Supplier's Expertise Key In Helping To Spec Solutions
June, 2014 - View all Application Examples

There is almost nothing better than to get an inquiry from a new prospect that saw one of our advertisements or product announcements or found us somewhere on the web during a normal search. It means our promotions were working, our message was read loud and clear and there was someone actively looking to use one of our gearboxes, couplings or screwjacks.

It seems to keep getting better when the prospect has checked out the catalog, done his research and selected a specific model that he wants to discuss or to get a quotation.  Unfortunately that is where things can start to go wrong. Well, maybe not wrong but certainly not down the optimal path.

One such prospect, really a typical one, contacted us recently looking to replace an existing gearbox, presently bought from a competitor, that was soon to go out of production. It was not such an unusual design but it had a couple of features that enabled the designer to meet a particular design criteria. Through his research he found that we had a similar product and found the one that best matched what he wanted, although it needed a few “tweaks” or customization as we call it.

That wasn’t a problem as a significant percentage of the gearboxes we sell have some level of customization or include standard options not available from other suppliers. So we got down to business discussing how we could achieve the modifications he needed to recreate the box he was now using. It turned out to be a waste of time for both of us.

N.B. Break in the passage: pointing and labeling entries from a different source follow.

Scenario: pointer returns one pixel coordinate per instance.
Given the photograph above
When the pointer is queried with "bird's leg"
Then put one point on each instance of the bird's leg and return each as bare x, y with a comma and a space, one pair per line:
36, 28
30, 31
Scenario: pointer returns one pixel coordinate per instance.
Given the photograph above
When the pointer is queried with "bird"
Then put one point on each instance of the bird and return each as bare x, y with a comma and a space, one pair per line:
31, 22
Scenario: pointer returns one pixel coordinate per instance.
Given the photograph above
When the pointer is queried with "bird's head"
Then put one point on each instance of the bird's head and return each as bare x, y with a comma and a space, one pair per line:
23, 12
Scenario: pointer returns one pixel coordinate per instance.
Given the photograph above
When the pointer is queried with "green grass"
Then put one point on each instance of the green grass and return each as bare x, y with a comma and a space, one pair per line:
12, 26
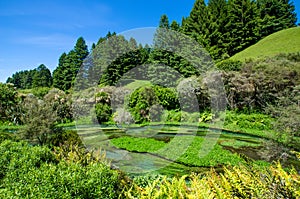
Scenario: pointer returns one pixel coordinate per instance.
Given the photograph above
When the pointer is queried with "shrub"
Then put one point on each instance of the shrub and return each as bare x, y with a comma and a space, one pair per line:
34, 172
229, 65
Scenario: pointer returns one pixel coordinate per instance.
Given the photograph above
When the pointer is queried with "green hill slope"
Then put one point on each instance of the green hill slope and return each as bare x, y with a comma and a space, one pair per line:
284, 41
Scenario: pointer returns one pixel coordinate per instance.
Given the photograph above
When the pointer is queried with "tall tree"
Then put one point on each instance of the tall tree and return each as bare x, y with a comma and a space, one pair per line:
69, 65
276, 15
42, 77
242, 27
58, 77
196, 24
217, 10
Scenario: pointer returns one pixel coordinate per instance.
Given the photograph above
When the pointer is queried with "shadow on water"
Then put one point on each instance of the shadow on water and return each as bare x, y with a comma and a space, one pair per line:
138, 163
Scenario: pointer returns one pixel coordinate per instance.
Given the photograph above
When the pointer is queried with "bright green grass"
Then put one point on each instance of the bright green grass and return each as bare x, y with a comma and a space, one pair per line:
185, 149
138, 144
285, 41
138, 83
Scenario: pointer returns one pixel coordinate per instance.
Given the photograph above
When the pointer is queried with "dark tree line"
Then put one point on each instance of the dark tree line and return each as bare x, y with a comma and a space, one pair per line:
69, 64
225, 28
39, 77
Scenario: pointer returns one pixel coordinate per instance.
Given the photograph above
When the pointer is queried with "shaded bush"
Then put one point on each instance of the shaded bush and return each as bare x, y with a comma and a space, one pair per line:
229, 65
33, 172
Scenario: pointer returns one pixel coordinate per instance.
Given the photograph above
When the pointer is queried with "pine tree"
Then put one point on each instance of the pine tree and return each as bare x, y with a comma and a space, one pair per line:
276, 15
58, 76
196, 25
217, 10
242, 27
69, 64
42, 77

Why? Because, after going back and forth a few times and calculating the cost to provide the requested solution it was determined it was just too expensive. There was a reason the previous design was being discontinued. Not enough demand. And with only a few pieces being needed, the extra costs of our modifications to a standard design pushed the proposed replacement above the budget.

In our zeal to give the customer what he wanted we forgot about the real strength we bring to the table. That is to give the customer what he needs. We got sucked down the path of what the customer expressed interest in instead of finding out the bigger picture of what he was trying to accomplish and coming up with a creative solution that improved his design, not just replicated it.

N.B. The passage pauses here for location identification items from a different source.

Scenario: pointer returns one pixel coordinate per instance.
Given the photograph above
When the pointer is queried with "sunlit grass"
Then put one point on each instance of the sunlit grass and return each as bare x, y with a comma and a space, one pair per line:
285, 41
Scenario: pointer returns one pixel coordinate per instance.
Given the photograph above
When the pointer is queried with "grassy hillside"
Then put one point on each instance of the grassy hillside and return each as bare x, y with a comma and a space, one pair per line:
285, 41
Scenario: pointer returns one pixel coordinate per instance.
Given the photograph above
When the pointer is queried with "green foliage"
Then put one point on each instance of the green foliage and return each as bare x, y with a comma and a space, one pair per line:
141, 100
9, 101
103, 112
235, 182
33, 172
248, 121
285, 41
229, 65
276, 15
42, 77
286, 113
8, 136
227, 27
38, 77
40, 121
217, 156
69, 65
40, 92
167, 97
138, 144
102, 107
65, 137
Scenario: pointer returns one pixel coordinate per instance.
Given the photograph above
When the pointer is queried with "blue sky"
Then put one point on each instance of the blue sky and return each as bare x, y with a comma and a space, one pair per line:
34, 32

After realizing we had burned up some valuable time and resources we were able to get back on track and find an even better gearbox design, a standard less expensive one, that he could easily integrate with a few mounting structural changes. It satisfied his needs even better than the original gearbox, giving him some performance enhancements he didn’t previously enjoy. Although it had worked, he really had the wrong gearbox in his machine design all along.

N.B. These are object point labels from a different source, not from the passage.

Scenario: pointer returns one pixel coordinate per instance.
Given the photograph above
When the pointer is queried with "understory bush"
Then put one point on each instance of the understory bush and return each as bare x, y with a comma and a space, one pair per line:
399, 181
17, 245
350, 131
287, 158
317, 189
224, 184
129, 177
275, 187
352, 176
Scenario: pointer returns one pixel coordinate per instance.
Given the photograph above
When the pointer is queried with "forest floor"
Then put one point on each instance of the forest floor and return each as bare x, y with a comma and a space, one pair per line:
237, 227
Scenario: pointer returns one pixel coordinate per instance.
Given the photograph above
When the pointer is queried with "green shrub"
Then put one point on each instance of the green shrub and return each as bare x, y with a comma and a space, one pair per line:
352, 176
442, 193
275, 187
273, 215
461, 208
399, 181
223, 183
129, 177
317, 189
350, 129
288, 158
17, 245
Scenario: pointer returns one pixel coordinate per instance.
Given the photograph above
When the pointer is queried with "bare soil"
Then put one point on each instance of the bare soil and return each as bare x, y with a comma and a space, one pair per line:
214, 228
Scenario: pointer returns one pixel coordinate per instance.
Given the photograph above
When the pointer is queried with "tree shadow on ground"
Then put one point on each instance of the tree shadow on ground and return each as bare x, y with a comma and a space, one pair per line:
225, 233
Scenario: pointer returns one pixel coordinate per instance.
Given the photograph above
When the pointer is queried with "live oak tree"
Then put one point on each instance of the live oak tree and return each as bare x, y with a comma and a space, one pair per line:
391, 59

How does that happen? One reason is that engineers are smart people. They are analytical and can understand specifications when they read them. In most cases they know what they want or think they want. The flip side, though, is that they are extremely busy, in charge of more engineering disciplines than ever before, and don’t really have the time to stay on top of all the technical developments or emerging trends.

Suppliers, on the other hand, should be the experts on the technology you are searching for. They should know how to apply their products for a successful result and often know the competitive technologies that can achieve similar outcomes. This can be good or bad depending on whether they have your best interest at heart.

So, how do you use your suppliers to help get the best solution for your conundrum? Here are a few tips:

  1. Know what you want to accomplish and why.
  2. Do some basic research on the technology so you are familiar with the terminology and implementation to avoid being sold what they have instead of what you need.
  3. Let them know your initial opinion on the product you think you need then ask what they think about it as a solution to your problem.
  4. Don’t get locked in to an idea. Consider that changing complimentary components may lead to a better design.
  5. Share your must haves, can’t haves, wants and “in a perfect world” requirements.
  6. Ask them for alternative solutions and the reasons for each so you have something to choose from.

When you find a supplier you can trust, one who anticipates your needs, understands your goals and instills your confidence in their abilities, then stick with him. At least until a more creative one comes along. Times keep changing and technology right along with it.